可愛くないから、キミがいい【完】







「あと、半分残ってんだけど」

「知らん!すまんって、推しのお願いは絶対なんだわ。俺は今から受け付けやるわ。お前なら、その辺の女、簡単に捕まえられるだろ?悪いけど、つかまえた女とまわってよ~」


じゃあね、みゆちゃん。と、最後に粘着系のにやにや笑いで私に手を振った後、山路君は着替えるためか教室の中へ入っていった。

和泉しゅうと二人で取り残されてしまう。


去るに去れない雰囲気ではあるものの、これ以上和泉しゅうと一緒にいると地球の平和が保てないので、知らんぷりをして逃げようとしたとき、不意に手首をゆるい力で掴まれた。
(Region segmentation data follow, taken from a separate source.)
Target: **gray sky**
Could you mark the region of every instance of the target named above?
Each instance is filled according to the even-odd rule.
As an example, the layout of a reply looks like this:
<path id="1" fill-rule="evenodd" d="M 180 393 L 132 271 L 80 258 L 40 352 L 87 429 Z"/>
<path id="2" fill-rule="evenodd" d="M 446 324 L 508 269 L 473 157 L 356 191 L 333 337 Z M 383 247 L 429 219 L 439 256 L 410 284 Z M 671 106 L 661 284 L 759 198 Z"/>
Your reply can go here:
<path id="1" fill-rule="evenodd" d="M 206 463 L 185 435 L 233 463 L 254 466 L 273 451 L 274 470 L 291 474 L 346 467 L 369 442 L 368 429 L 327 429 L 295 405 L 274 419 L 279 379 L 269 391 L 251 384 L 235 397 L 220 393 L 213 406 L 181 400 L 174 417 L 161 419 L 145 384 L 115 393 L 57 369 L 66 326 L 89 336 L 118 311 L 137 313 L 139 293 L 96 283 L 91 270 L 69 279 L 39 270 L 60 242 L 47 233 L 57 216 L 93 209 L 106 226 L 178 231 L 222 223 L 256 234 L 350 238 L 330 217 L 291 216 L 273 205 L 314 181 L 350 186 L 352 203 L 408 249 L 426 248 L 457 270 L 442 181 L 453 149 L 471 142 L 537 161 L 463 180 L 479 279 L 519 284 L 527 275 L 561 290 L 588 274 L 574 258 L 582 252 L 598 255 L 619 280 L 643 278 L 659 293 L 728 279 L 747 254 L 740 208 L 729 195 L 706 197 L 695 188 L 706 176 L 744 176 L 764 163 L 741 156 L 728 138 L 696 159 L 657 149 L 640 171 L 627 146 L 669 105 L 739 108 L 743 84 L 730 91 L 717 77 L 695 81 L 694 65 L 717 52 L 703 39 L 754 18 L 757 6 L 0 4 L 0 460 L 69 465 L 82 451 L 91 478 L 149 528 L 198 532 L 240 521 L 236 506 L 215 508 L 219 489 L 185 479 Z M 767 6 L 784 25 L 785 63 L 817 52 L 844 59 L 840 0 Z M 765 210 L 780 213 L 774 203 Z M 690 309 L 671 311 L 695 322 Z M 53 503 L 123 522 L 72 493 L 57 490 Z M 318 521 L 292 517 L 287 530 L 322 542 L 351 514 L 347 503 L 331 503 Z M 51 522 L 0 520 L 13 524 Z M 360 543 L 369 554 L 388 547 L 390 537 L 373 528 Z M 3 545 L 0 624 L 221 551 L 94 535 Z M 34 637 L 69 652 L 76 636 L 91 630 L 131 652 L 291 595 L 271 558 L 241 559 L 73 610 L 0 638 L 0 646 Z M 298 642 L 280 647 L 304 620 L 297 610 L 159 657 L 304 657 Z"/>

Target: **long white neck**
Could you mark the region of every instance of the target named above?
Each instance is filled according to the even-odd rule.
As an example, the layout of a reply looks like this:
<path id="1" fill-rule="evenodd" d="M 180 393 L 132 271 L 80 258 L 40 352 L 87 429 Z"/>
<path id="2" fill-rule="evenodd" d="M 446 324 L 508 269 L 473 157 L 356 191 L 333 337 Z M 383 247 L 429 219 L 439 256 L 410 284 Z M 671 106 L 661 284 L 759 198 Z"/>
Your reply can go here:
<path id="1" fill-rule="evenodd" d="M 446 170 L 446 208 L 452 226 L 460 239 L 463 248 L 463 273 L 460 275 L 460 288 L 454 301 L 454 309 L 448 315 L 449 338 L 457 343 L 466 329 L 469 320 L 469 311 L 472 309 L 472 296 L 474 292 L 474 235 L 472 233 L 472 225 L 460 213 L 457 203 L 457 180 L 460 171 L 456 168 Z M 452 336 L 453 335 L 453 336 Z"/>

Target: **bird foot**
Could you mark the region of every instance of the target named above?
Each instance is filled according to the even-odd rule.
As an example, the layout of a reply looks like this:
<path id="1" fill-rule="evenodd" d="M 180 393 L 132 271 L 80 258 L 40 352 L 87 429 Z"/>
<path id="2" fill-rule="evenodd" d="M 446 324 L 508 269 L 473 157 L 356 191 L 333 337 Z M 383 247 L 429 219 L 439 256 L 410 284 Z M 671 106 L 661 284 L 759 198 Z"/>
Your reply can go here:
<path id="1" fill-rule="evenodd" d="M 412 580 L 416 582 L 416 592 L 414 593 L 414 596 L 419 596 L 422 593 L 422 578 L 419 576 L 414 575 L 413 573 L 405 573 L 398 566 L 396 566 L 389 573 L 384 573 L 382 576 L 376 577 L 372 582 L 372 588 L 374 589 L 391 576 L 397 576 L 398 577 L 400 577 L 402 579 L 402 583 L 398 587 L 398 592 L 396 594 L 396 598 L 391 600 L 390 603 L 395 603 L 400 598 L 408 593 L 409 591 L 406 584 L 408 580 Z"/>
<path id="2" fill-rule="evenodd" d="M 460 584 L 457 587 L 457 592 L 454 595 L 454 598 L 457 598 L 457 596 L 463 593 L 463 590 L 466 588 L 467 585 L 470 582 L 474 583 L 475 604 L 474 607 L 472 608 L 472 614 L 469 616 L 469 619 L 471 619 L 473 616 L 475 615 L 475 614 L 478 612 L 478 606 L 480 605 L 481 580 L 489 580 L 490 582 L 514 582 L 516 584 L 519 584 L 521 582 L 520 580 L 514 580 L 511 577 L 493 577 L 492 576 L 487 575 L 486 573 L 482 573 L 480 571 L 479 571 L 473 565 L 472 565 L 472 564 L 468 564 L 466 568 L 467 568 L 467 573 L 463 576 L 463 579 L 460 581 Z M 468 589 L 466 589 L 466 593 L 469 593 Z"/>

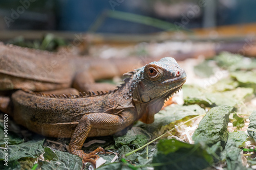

心臓が居心地悪くはねて、苛立ちなのか戸惑いなのか、或いは、強烈な煩わしさなのか分からないものがいっぺんに襲ってきて、山路君もいない今、ためらいもなく和泉しゅうを睨む。




「何なわけ?」


声は、一応小声にしておいた。

和泉しゅうの目つきの悪い目がゆるやかに瞬きをおとす。その速度が、本当に、私は好きじゃないのだ。



「お前のせいだから、お前が付き合って」

「は?みゆ、スタンプラリーとか興味ない」

「俺はあるんだよ」

「みゆ、スタンプラリーとかするタイプの男、無理だし。和泉君に似合わないんですけど。そういうギャップ引いちゃうから。ていうか、前も思ったけど、学校祭だるいとか思ってそうな見た目のくせに楽しんじゃってるのも、みゆ、かなり引いてるんだから」

「勝手に引いてろよ。スタンプラリーもイベントごとも普通に好きだわ、悪かったな」



んべ、と舌を出される。


なんなの、本当に。一番最初に会ったときは、つれなくて仕方なかったくせに、いまは舌なんて出しちゃって。

一体どうして、本性をさらけ出した後の方が関わってくるのだろう。


掴まれた手首を振り払おうとするけれど、離してくれる気はなさそうで、腹が立つ。